Italian construction firm Impregilo has said it will take action against the Italian government to ensure the Messina bridge project goes ahead.
The company signed a US $5.2 billion (EUR3.9 billion) deal to execute planning and construction of the bridge over the Straits of Messina, linking Sicily to the region of Calabria in mainland Italy, in November 2005.
But the project has been marred with controversy, including public protests over the potential environmental damage the bridge could cause.
The project has also been postponed by Romano Prodi's new government because of insufficient funds.
Impregilo's chief executive, Alberto Lina, said the company was preparing to take action to defend its rights, with legal proceedings possibly beginning in around a month's time, reported
He added that the contract is still valid and that there was ambiguity as to whether or not the government wanted to cancel or continue with the project.

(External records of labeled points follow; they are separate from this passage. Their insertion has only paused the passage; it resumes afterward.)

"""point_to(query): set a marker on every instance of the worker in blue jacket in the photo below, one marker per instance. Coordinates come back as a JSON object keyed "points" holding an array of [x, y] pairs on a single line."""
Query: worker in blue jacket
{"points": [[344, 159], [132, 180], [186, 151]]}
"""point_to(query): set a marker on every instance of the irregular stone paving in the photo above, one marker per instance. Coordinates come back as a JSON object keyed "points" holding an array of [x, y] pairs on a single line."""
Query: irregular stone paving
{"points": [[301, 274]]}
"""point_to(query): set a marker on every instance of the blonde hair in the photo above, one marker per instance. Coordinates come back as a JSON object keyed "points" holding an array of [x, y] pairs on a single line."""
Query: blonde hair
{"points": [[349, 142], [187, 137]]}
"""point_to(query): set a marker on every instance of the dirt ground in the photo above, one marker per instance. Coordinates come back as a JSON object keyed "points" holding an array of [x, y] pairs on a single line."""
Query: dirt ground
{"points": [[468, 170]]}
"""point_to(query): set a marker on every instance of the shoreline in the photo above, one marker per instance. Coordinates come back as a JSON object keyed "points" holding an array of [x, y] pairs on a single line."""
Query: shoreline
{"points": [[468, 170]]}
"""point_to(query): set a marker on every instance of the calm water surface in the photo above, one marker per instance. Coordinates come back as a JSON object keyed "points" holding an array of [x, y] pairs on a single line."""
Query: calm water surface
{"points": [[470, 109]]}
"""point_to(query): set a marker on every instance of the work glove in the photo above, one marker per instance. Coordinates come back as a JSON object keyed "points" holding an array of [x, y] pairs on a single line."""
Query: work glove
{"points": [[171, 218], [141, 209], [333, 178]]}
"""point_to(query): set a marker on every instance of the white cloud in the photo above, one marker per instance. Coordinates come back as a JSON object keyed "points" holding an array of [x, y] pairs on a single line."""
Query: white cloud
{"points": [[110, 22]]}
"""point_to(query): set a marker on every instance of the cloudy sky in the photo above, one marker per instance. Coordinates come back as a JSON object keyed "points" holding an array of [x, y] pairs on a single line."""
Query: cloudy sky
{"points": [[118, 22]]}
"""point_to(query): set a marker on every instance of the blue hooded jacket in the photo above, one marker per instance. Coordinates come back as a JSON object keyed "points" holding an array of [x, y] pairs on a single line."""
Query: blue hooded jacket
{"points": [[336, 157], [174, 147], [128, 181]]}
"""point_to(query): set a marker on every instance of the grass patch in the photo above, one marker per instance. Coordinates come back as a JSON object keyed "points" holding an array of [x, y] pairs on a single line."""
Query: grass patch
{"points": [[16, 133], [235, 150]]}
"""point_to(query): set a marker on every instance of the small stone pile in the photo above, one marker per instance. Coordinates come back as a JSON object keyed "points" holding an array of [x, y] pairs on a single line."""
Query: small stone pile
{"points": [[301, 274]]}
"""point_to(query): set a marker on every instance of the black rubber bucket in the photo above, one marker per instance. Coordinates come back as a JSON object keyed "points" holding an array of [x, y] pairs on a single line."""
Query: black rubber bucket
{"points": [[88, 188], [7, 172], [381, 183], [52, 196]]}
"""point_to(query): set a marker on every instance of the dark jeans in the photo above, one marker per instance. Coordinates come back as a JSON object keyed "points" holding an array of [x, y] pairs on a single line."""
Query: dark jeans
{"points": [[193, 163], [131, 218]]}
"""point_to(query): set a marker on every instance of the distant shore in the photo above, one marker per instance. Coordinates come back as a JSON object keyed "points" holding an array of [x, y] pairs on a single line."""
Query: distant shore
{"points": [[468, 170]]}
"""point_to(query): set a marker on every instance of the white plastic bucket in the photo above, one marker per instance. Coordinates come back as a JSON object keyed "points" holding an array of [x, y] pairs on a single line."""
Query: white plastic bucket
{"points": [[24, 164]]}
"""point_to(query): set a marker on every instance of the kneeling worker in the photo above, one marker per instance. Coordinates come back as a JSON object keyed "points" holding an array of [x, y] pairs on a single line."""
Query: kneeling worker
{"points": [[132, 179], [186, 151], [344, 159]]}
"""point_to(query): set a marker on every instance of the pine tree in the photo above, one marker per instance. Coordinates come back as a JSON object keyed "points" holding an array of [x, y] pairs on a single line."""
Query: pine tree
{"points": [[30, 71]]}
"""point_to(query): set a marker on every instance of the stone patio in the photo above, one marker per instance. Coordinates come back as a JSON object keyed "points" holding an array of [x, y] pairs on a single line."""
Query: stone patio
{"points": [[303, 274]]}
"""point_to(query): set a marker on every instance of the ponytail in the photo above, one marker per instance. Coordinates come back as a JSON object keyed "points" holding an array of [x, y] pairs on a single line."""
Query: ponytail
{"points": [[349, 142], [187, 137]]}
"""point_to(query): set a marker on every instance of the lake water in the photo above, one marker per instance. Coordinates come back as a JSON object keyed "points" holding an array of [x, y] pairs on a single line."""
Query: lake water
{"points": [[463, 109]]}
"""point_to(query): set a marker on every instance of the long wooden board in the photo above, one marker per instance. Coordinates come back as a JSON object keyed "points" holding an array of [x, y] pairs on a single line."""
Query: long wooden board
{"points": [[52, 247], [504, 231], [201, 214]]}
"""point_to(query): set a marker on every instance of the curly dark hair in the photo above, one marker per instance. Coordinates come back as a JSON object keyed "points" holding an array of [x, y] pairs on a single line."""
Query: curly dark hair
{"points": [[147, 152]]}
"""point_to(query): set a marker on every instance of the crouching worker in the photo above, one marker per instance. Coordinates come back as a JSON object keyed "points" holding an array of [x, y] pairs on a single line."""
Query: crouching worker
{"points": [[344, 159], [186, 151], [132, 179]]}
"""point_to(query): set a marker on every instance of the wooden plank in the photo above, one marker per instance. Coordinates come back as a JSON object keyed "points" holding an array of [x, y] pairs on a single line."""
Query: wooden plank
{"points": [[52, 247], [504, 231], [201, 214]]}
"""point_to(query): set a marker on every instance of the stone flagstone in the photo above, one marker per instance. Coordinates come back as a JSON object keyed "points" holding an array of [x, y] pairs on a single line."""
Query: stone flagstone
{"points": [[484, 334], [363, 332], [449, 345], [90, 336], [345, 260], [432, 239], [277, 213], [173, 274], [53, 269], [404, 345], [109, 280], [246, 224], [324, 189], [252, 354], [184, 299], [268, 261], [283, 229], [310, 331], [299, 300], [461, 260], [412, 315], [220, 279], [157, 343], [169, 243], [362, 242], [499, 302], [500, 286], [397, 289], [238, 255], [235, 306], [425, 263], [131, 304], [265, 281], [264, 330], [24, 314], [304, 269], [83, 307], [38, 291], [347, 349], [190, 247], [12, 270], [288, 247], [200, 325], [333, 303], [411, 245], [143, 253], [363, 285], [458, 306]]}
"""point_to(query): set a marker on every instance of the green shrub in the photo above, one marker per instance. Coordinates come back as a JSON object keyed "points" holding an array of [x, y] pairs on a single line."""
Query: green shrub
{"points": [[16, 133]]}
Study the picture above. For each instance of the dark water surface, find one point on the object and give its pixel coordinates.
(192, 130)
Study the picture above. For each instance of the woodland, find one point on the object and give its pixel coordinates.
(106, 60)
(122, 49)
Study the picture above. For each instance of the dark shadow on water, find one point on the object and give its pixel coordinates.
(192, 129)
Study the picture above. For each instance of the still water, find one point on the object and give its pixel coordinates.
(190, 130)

The contract was awarded to a consortium led by Impregilo and includes Spain's Sacyr and Japan's Ishikawajima-Harima Heavy Industries.
Other companies involved in the initial contract signing included Italy's Società Italiana per Condotte D'Aqua and Cooperativa Muratori & Cementisti-CMC, along with Danish and Canadian engineering companies Cowi, Sund & Baelt and Buckland & Taylor.
The contract involved the construction of the bridge in addition to related road and rail links and was expected to take five years to complete. It would create a bridge with a single span of 3.3km, much longer than the current record of 1.9km.
The 10-lane bridge would be capable of flexing 9m during earthquakes of up to 7.1 on the Richter scale.
Italian authorities have been considering building a bridge between the mainland and Sicily since the 1960s.